Interview With Civic Green

Civic Green are a Melodic four-piece indie rock ’n’ roll band hailing from former mining villages around South Yorkshire. Their no nonsense, driven sound encapsulates their working-class roots, whilst the contrast of escapism inspired lyrics shows a yearning for something more.

·  How did the band start up?

The band started with Danny and myself (Andy), we’ve been best mates from being about 3 years old and both always been in to music. Dan had always played instruments and I’d dabbled with guitar from time to time, by the time we were 16 and going to gigs there was nothing else we wanted to do other than make music, so ended up borrowing one of Danny’s spare guitars and it went from there really. 


·  Who inspired you to make music?

The main inspiration from the beginning was Oasis for me. The music, the attitude, the whole sub culture and fashion surrounding it just fascinated me.


·  How would you describe the music that you typically create?

I always struggle with this because we take inspiration from about a million different places. It’s definitely indie rock and roll but I couldn’t be more specific than that, we take inspiration from bands like Glasvegas and Tribes to Johnny Cash and Buddy Holly.


·  What is your creative process like?

Usually it starts with one of us just playing something at practise and the rest of the lads will join in, then Danny will put the melody to it and work out the lyrics then bring it to practise, every now and then I’ll put a few lines in but Danny does the majority of the writing. 


·  What has been the best part of your journey so far?

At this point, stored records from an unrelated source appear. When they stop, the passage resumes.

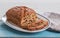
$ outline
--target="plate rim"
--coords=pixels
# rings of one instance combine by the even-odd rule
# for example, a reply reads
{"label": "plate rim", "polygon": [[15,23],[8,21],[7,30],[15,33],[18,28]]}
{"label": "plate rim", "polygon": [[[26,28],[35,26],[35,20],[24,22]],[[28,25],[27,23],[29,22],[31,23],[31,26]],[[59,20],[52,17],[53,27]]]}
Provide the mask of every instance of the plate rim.
{"label": "plate rim", "polygon": [[[12,25],[11,23],[7,22],[7,20],[4,21],[3,18],[5,17],[5,19],[6,19],[6,15],[4,15],[4,16],[2,17],[2,21],[3,21],[7,26],[11,27],[12,29],[15,29],[15,30],[17,30],[17,31],[22,31],[22,32],[36,33],[36,32],[41,32],[41,31],[44,31],[44,30],[48,29],[48,28],[50,27],[50,21],[49,21],[49,19],[47,19],[46,17],[44,17],[43,15],[40,15],[40,14],[38,14],[38,13],[36,13],[36,14],[39,15],[39,16],[41,16],[41,17],[43,17],[43,18],[45,18],[46,20],[48,20],[48,26],[46,26],[45,29],[43,28],[43,29],[35,30],[35,31],[24,30],[24,29],[22,29],[22,28],[20,28],[20,27],[16,27],[16,26]],[[10,24],[10,25],[9,25],[9,24]]]}

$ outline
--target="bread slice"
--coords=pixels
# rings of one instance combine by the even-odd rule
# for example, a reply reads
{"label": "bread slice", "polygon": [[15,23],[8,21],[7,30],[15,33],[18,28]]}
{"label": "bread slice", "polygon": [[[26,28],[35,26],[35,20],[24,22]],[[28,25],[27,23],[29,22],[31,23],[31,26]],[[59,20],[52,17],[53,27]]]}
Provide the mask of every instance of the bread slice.
{"label": "bread slice", "polygon": [[34,30],[43,29],[47,25],[48,25],[48,21],[40,19],[36,22],[33,22],[32,25],[29,25],[27,29],[31,30],[31,31],[34,31]]}

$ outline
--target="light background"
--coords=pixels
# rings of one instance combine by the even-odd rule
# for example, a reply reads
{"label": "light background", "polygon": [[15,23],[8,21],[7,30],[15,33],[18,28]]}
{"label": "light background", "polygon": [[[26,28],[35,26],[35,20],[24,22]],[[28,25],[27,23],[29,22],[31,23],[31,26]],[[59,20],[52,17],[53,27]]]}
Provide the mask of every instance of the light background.
{"label": "light background", "polygon": [[25,5],[36,10],[37,13],[60,13],[60,0],[0,0],[0,19],[6,11],[14,6]]}

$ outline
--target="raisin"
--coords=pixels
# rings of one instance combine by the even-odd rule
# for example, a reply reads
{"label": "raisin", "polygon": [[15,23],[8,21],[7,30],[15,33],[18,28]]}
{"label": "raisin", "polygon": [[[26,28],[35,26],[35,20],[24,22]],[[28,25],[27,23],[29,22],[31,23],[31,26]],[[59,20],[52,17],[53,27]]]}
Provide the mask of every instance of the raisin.
{"label": "raisin", "polygon": [[34,18],[32,18],[32,19],[34,19]]}
{"label": "raisin", "polygon": [[24,18],[24,20],[25,20],[26,18]]}
{"label": "raisin", "polygon": [[30,22],[32,22],[32,20],[29,20]]}
{"label": "raisin", "polygon": [[30,24],[30,23],[28,22],[28,24]]}
{"label": "raisin", "polygon": [[25,20],[25,22],[26,22],[27,20]]}
{"label": "raisin", "polygon": [[37,17],[35,17],[35,18],[37,18]]}

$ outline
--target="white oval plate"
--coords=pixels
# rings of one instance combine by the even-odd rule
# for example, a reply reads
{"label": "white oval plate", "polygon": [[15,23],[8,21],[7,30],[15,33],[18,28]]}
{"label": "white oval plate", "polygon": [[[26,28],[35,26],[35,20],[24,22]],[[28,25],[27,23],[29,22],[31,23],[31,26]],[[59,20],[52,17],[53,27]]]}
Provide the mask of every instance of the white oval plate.
{"label": "white oval plate", "polygon": [[[40,14],[37,14],[37,16],[38,16],[40,19],[48,20],[46,17],[44,17],[44,16],[42,16],[42,15],[40,15]],[[6,25],[8,25],[9,27],[11,27],[11,28],[13,28],[13,29],[15,29],[15,30],[22,31],[22,32],[28,32],[28,33],[41,32],[41,31],[44,31],[44,30],[48,29],[49,26],[50,26],[50,21],[48,20],[48,25],[47,25],[46,27],[44,27],[43,29],[35,30],[35,31],[29,31],[29,30],[25,30],[25,29],[22,29],[22,28],[20,28],[20,27],[17,27],[15,24],[8,22],[6,15],[4,15],[4,16],[2,17],[2,21],[3,21]]]}

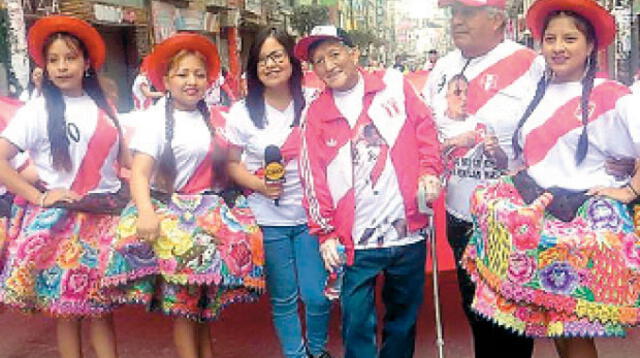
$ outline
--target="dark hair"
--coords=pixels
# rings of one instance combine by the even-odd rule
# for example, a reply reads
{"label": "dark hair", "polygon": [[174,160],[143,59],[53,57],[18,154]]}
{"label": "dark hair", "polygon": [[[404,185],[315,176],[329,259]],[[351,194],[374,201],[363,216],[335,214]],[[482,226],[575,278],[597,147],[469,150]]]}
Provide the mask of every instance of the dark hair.
{"label": "dark hair", "polygon": [[[573,11],[565,10],[555,11],[549,14],[549,16],[547,16],[547,18],[545,19],[544,26],[542,27],[542,33],[544,34],[544,31],[549,26],[551,20],[561,16],[571,17],[574,20],[578,31],[580,31],[585,36],[587,43],[593,46],[593,50],[587,58],[587,71],[581,81],[582,94],[580,96],[580,111],[582,120],[582,132],[580,133],[578,148],[575,154],[576,164],[580,165],[580,163],[582,163],[582,161],[584,161],[584,158],[587,156],[587,150],[589,149],[589,136],[587,133],[587,124],[589,123],[589,97],[591,96],[593,81],[598,70],[598,38],[596,37],[596,32],[593,28],[593,25],[586,18]],[[516,131],[511,138],[511,144],[513,146],[515,158],[517,158],[522,153],[522,147],[520,146],[520,142],[518,141],[520,130],[531,113],[533,113],[538,104],[540,104],[540,101],[544,97],[547,86],[549,85],[549,82],[551,82],[551,79],[551,76],[545,73],[545,75],[542,76],[542,78],[538,81],[536,93],[529,103],[529,106],[525,110],[524,114],[522,115],[522,118],[520,118],[520,121],[518,121]]]}
{"label": "dark hair", "polygon": [[467,76],[465,76],[462,73],[456,73],[455,75],[453,75],[450,79],[449,82],[447,82],[447,86],[449,86],[452,83],[458,82],[458,81],[462,81],[464,83],[469,83],[469,80],[467,79]]}
{"label": "dark hair", "polygon": [[291,63],[291,78],[289,78],[289,90],[293,97],[293,126],[300,124],[300,117],[305,101],[302,94],[302,66],[300,61],[293,55],[294,39],[284,30],[275,27],[268,27],[260,30],[256,35],[253,45],[249,50],[247,59],[247,98],[245,105],[249,111],[249,117],[256,128],[265,127],[265,107],[264,107],[264,84],[258,78],[258,62],[260,50],[268,38],[274,38],[287,52]]}
{"label": "dark hair", "polygon": [[[29,94],[29,97],[31,97],[31,95],[33,95],[33,91],[36,91],[38,88],[36,86],[36,83],[33,82],[33,73],[35,72],[36,68],[38,67],[33,67],[31,66],[31,68],[33,68],[29,74],[29,83],[27,83],[27,93]],[[44,70],[42,71],[42,76],[44,77]],[[40,84],[42,85],[42,78],[40,79]],[[41,86],[42,87],[42,86]]]}
{"label": "dark hair", "polygon": [[[204,56],[199,52],[181,50],[176,55],[173,56],[167,71],[169,71],[178,62],[178,60],[186,54],[193,54],[193,55],[199,56],[204,61]],[[211,123],[211,112],[209,111],[209,108],[207,107],[207,104],[204,101],[204,99],[201,99],[200,101],[198,101],[197,108],[198,108],[198,111],[200,111],[200,113],[202,114],[202,119],[204,120],[204,123],[206,124],[207,129],[209,130],[209,134],[211,135],[211,140],[215,141],[216,130],[213,127],[213,124]],[[165,111],[164,111],[165,113],[165,116],[164,116],[165,117],[165,122],[164,122],[165,146],[158,160],[158,175],[156,176],[156,180],[158,182],[159,187],[164,189],[168,193],[173,192],[173,185],[177,175],[176,157],[175,157],[175,154],[173,153],[173,147],[171,146],[171,142],[173,141],[174,129],[175,129],[175,118],[173,117],[174,109],[175,109],[175,106],[173,103],[173,98],[168,92],[168,95],[166,97],[166,102],[165,102]],[[212,160],[213,160],[212,171],[214,174],[213,180],[216,180],[217,183],[220,184],[222,187],[225,187],[229,181],[227,177],[227,171],[226,171],[226,157],[227,156],[223,148],[218,146],[216,143],[216,146],[212,153]],[[214,186],[213,182],[211,183],[211,186],[212,187]]]}
{"label": "dark hair", "polygon": [[[49,36],[42,46],[43,57],[47,58],[47,52],[56,40],[63,40],[67,46],[75,47],[82,52],[85,60],[89,60],[87,47],[76,36],[67,32],[57,32]],[[107,102],[104,91],[98,82],[96,71],[90,65],[82,79],[82,89],[93,99],[99,109],[103,110],[118,130],[118,136],[122,139],[122,130],[113,108]],[[72,163],[69,154],[69,138],[65,122],[65,102],[62,91],[51,81],[46,66],[42,75],[42,96],[45,101],[47,113],[47,135],[51,146],[51,161],[55,170],[71,171]]]}

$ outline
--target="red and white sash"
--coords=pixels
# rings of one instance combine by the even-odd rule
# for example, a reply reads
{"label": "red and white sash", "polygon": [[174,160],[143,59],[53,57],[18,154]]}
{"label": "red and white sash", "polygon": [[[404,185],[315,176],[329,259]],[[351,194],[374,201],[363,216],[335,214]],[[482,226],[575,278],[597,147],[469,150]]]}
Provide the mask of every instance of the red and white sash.
{"label": "red and white sash", "polygon": [[[89,140],[87,151],[71,184],[71,190],[85,195],[98,187],[102,179],[102,168],[115,144],[118,143],[118,130],[106,113],[98,110],[96,129]],[[115,163],[114,163],[115,164]]]}

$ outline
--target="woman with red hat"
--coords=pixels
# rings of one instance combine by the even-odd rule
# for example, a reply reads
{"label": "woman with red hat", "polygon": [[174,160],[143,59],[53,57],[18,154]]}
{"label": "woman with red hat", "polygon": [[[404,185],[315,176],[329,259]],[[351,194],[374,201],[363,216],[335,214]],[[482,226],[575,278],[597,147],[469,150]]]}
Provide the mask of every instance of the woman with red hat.
{"label": "woman with red hat", "polygon": [[640,156],[640,108],[595,76],[597,51],[615,36],[595,1],[538,0],[527,24],[548,71],[513,137],[525,167],[475,192],[463,261],[477,312],[556,338],[561,357],[596,357],[592,337],[623,336],[640,320],[640,239],[625,205],[640,174],[605,169],[607,156]]}
{"label": "woman with red hat", "polygon": [[[42,95],[20,108],[0,136],[0,182],[22,198],[13,209],[0,297],[7,306],[57,317],[62,357],[82,355],[82,317],[93,318],[97,356],[116,357],[114,304],[99,283],[118,223],[115,164],[128,160],[96,75],[105,45],[88,23],[66,16],[36,21],[28,44],[44,69]],[[29,154],[39,185],[11,167],[19,152]]]}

Releasing our debut single, the reaction and response to it has blown us away! Knowing there’s people on the other side of the planet that have gone out of their way to play and listen to our tune is mad, innit?


·  Where have you performed? What are your favourite and least favourite venues? Do you have any upcoming shows?

The Leadmill is definitely my favourite venue we’ve played, it’s a proper rite of passage venue that, innit? Hopefully we’ll get back there at some point in the near future and get a chance to play the main stage. Café Totem was definitely up there too, small venue with low ceilings, proper sweaty and a banging sound. What more could you want?


Least favourite has to be the working mens we played in Barnsley, absolutely huge boozer with barely any customers, apart from the two pissed blokes who ended up throwing a chair through the window mid set when they were having a scrap outside.


·  How do you feel the Internet has impacted the music business?

Pros and cons I suppose. When I’m at a gig I hate it, I hate watching gigs through other people’s phone screens but then at the same time, it’s been an absolute godsend for us all through the lock down and that.


·  Out of your recent tracks which is your favourite and why?

We’ve got some belters lined up but given we’ve just released it, it’s gotta be ‘There Is Always A Light’


·  If you could change anything about the industry, what would it be?

Streaming and the way services pay artists. The service itself really is amazing but the way they pay their artists just isn’t sustainable, or in my view, ethical and I think 2020 has proven that. Most artist have no other source of income because of the pandemic, how is anyone other than the global superstars supposed to survive on 0.003p per play?


·  What’s next for you Guys?

We’ve got our next single already recorded and ready for release, hopefully there’ll be some restrictions lifted pretty soon so we can play some live gigs too!